Further, it's rather ironic that Clarke and Scheuer are such intense rivals. They both suffer from the "if only they had listened to me" plight of the aggrevied functionary. Even if one presumes that Clarke and Scheuer are absolutely correct in their presentation of past events, it is understandable that those above them in the chain of command took al Qaeda less seriously than they did. It is a virtual tautology that the specialist thinks those above him fails to appreciate the important of his work.
outsidethebeltway.com



To: LindyBill who wrote (89440)12/6/2004 1:58:45 PM
From: carranza2  Read Replies (2) | Respond to of 793939
 
In another sign that so-called Iranian "reformers" have lost their credibility among the masses, Iranian students today heckled President Mohammed Khatami in a speech to mark Student Day at Tehran University.

Very strange.

Khatami is the one guy they should be cheering.

I'm currently reading Pollack's book on Iran, The Persian Puzzle. I commend it highly. Pollack's analysis is typically dispassionate, well-researched, and thorough.

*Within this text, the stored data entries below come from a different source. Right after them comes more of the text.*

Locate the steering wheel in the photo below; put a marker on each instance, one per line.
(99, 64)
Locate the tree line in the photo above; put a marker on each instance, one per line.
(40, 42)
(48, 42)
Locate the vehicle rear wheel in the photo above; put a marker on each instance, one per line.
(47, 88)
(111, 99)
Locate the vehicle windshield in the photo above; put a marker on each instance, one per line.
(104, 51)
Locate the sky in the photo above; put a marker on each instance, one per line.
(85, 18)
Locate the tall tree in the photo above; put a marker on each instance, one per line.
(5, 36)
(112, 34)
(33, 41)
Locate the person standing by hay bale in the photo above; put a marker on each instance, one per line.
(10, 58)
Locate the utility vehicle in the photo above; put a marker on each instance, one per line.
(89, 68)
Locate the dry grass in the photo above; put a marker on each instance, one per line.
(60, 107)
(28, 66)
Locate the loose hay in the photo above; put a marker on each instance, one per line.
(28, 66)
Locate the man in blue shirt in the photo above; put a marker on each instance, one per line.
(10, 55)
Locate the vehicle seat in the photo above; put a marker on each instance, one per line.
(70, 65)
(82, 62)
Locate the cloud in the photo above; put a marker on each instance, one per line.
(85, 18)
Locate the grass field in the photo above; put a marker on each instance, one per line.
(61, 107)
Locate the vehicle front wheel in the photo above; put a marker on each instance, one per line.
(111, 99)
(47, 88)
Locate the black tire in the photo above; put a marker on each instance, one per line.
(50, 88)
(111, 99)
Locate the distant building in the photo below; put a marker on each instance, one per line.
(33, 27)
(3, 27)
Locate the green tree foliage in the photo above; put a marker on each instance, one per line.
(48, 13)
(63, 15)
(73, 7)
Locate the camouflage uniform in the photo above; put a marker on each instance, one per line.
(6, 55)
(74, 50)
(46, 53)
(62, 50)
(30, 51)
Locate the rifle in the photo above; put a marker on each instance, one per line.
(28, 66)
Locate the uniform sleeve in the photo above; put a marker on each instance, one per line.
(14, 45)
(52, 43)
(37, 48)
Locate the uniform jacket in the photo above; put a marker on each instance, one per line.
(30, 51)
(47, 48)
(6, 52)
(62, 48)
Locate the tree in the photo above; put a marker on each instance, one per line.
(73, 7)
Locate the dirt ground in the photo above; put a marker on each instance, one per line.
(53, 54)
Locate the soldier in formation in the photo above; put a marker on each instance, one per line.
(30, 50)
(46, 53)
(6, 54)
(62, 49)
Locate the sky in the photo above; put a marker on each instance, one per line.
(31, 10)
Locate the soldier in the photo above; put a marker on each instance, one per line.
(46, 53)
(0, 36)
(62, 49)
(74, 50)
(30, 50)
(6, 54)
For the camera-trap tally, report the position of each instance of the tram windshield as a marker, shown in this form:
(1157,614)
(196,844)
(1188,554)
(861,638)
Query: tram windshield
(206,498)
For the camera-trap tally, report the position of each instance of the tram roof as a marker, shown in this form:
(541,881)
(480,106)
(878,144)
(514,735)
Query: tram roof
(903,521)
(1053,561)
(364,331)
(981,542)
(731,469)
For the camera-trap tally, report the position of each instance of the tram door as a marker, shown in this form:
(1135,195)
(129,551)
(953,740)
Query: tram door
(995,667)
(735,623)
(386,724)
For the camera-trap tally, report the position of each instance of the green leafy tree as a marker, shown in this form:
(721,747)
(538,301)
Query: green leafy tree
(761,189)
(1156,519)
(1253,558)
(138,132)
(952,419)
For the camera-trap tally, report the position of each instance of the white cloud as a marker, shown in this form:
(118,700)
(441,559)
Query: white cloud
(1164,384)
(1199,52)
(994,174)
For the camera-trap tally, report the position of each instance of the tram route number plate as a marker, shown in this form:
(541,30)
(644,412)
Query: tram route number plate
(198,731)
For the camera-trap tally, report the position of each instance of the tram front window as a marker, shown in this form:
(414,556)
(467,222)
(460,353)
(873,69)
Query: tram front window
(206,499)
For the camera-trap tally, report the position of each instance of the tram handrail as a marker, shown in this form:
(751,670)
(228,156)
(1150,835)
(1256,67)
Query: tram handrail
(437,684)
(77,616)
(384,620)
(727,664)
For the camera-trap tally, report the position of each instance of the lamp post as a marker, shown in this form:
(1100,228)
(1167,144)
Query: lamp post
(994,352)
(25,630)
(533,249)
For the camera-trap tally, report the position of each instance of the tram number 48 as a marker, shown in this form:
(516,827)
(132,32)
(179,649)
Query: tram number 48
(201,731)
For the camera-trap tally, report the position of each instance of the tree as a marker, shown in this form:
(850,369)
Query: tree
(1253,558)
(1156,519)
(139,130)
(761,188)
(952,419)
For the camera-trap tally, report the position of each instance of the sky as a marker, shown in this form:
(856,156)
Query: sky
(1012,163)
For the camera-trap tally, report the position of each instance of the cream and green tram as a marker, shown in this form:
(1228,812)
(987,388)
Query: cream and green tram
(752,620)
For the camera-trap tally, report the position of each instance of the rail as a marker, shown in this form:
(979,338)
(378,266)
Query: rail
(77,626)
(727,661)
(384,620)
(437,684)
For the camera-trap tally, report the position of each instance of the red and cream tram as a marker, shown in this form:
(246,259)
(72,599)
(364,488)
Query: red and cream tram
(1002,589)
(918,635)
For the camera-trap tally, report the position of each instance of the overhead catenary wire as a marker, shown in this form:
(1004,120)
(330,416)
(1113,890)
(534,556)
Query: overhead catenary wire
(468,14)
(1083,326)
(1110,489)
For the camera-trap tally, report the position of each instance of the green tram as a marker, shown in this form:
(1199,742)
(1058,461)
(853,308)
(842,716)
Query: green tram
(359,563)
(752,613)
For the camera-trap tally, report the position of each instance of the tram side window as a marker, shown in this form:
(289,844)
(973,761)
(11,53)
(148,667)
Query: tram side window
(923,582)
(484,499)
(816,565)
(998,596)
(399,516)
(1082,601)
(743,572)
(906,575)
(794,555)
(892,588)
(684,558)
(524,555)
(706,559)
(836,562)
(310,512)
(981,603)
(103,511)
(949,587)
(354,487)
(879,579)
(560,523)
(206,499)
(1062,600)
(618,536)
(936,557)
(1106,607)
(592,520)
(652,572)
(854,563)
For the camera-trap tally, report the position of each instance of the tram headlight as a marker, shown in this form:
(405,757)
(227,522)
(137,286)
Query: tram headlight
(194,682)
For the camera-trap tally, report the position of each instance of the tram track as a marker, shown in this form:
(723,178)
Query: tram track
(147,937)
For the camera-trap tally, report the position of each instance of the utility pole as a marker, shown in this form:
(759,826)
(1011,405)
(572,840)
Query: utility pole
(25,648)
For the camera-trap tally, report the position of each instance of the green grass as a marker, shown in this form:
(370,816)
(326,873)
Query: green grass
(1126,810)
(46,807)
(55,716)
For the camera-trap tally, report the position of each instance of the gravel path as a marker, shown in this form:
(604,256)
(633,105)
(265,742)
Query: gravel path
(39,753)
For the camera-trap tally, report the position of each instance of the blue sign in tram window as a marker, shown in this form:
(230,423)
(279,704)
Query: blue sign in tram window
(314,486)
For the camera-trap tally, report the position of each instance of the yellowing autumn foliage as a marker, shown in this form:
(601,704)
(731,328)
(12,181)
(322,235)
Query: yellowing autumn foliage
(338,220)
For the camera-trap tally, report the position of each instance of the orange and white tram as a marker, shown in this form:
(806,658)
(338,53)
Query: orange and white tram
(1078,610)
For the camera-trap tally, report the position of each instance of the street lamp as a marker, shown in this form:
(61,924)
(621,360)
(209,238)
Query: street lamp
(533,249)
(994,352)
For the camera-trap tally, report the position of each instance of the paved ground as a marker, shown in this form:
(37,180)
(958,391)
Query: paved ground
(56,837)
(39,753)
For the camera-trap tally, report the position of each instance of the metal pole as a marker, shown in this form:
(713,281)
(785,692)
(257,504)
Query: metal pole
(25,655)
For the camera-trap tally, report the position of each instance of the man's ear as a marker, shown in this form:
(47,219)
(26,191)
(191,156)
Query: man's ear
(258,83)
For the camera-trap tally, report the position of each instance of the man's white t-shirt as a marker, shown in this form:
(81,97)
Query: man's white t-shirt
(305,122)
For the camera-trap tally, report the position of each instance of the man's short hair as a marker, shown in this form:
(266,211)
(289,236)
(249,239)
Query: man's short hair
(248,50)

There are no good options with respect to Iran. The hardliners detest us, the rest of the populace, or at least a goodly percentage of it, detests the hardliners, who are mostly clerics, but really do like the US. The catch is that Iranians, even the most liberal, are incredibly xenophobic, so anything we might do to destabilize the clerics will rally the Iranian reformers/liberals around the hardliners.

Plus, the so-called "reformers" are not exactly the types we would like to have take over Iran. They are simply a improvement, but not necessarily a great one, over the clerics and hardliners.

I agree with Pollack's notion that the Iranians are not the same kind of crazy risk takers that Saddam was, and are therefore unlikely to present the same kind of challenge that Saddam did. On the other hand, if they get their hands on nuclear weapons, they might easily be tempted to do things that they might not otherwise do but for owning nukes.

No good options, particularly as the clerics are trying to follow the China model. i.e., liberalize socially and economically in order to dampen anger towards the hardliners but pursue a radical foreign policy while maintaining a repressive domestic political agenda. Like the Chinese, the clerics think that domestic liberalization will give them freedom of action.

Pollack suggests a three-part policy consisting of a combination of pushing a Grand Bargain, i.e, total resolution of our problems with Iran, which he thinks is unlikely, mixed in with very detailed program of sticks and carrots depending on Iranian behavior, with containment as the third leg. Only under the most necessary circumstances should we consider military action. We should also not consider destabilizing the clerics since it would boomerang against us--all Iranians are paranoid about our intentions, even the most liberal ones who really do like the US.